Many clever and effective campaigns reference experiences that are not directly connected to their products, but the tone and voice need to be authentic and somewhat consistent. This holds particularly true when a brand is taking a risk, such as alluding to explicitly sexual content. What right does a brand have to create a campaign like this when it doesn’t have a longstanding record of positive action within the LGBTQ+ community?

Be inclusive from the beginning

One of the reasons brands make mistakes with this type of marketing is because the creative teams behind the campaigns don’t reflect the audience. When speaking to LGBTQ+ consumers, you need to consider that this population is intersectional.
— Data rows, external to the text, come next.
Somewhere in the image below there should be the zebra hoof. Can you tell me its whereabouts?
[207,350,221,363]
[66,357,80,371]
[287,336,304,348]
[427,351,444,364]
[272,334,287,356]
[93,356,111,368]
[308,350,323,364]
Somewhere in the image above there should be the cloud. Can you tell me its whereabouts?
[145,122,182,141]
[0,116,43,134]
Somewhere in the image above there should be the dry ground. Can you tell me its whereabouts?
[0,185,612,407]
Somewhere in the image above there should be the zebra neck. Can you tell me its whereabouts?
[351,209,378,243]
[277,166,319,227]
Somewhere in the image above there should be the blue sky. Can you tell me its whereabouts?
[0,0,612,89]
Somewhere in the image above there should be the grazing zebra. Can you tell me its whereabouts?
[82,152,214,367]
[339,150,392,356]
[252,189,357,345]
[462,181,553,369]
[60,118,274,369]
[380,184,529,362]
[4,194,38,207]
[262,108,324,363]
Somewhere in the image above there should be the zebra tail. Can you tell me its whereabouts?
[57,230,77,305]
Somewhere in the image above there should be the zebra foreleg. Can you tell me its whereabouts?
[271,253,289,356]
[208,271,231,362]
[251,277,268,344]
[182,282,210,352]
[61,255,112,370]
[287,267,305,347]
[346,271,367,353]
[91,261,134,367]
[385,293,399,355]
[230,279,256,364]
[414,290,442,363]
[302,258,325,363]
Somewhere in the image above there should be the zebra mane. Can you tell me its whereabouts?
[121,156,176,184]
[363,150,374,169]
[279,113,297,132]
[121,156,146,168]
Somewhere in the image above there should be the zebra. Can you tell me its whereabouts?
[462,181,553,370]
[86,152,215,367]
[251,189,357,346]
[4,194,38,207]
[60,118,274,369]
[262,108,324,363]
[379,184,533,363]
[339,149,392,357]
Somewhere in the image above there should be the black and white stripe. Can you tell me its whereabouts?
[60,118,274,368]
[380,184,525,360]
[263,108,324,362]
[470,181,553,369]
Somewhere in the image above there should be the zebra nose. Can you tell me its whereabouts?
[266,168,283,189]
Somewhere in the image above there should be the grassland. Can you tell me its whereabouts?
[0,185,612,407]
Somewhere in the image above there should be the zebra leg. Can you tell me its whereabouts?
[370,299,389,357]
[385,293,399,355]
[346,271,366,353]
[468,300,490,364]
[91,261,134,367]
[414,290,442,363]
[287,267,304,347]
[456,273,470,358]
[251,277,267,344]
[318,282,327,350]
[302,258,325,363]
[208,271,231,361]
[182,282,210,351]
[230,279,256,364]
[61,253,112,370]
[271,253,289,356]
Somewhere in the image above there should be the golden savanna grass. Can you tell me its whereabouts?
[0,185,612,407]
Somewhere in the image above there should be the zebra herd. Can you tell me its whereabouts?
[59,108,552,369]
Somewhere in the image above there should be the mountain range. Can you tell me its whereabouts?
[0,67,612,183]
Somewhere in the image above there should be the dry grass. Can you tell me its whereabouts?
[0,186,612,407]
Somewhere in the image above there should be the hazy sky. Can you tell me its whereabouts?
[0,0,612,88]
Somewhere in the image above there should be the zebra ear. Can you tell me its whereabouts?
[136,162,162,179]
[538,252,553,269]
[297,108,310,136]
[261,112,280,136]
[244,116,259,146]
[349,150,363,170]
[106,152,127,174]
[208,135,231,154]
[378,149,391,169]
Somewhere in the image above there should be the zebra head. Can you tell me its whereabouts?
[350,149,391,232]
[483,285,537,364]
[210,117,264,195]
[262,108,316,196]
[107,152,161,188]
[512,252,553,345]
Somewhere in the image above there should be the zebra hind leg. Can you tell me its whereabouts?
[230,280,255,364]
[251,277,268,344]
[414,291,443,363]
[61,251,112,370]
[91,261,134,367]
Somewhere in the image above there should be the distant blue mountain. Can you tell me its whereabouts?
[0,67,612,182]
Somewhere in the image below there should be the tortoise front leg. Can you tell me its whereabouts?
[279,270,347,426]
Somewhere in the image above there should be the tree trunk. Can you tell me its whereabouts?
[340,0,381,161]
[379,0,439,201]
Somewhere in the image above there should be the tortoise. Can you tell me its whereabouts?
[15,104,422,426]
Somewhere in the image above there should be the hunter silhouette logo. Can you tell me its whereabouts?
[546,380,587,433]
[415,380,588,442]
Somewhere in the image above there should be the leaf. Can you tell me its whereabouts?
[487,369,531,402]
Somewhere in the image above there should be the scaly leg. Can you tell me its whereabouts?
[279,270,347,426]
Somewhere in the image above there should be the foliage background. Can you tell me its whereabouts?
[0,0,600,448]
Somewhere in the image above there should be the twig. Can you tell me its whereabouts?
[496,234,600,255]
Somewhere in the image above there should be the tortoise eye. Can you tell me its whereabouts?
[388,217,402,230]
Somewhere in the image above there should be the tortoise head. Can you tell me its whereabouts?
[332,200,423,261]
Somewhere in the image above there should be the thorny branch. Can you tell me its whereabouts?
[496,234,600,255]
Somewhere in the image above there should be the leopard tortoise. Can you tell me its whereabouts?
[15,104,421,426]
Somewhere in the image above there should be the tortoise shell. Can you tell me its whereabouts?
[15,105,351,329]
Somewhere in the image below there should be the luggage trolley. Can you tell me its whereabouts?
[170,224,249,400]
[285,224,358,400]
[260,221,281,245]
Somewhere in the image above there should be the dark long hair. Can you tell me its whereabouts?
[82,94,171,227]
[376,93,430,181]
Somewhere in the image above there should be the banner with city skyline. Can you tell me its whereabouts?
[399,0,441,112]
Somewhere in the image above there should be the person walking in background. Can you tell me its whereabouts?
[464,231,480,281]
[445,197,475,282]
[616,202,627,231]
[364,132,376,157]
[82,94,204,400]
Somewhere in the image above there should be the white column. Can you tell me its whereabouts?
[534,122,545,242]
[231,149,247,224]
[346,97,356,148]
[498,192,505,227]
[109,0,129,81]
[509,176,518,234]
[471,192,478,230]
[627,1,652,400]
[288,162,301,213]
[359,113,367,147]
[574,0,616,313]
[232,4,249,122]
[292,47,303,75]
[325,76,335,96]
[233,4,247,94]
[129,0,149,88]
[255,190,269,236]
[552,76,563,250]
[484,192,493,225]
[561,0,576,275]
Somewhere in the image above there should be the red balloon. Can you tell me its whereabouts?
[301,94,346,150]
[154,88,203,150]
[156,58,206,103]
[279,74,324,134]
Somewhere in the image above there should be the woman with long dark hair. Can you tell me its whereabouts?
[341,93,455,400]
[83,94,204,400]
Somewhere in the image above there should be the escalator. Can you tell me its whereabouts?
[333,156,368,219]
The generation coming of age now in America is among the most diverse in history. They know it. Those tasked with speaking to them must look like them and/or have a spectrum of experiences. Otherwise, you wind up with huge blind spots that are easily recognized.

Donations don’t absolve all sins

At the end of the Postmates ad, it is noted that the company donated to the Okra Project, a worthy organization that is addressing the urgent problem of food insecurity faced by Black trans people.

It’s wonderful to make donations, but it’s not enough. Financial support for groups that are doing great work should be table stakes for large, wealthy corporations looking to be allies for the LGBTQ+ community. It’s not a “get out of jail free” card.

We can celebrate the progress we’ve achieved—evident in the sheer number of brands proudly celebrating the LGBTQ+ community—without lowering our standards.

As more corporations realize the importance of communicating their solidarity with a community that is faced with threats on so many fronts, it is more crucial than ever that they do so in a way that helps, rather than hurts, those they claim to be representing.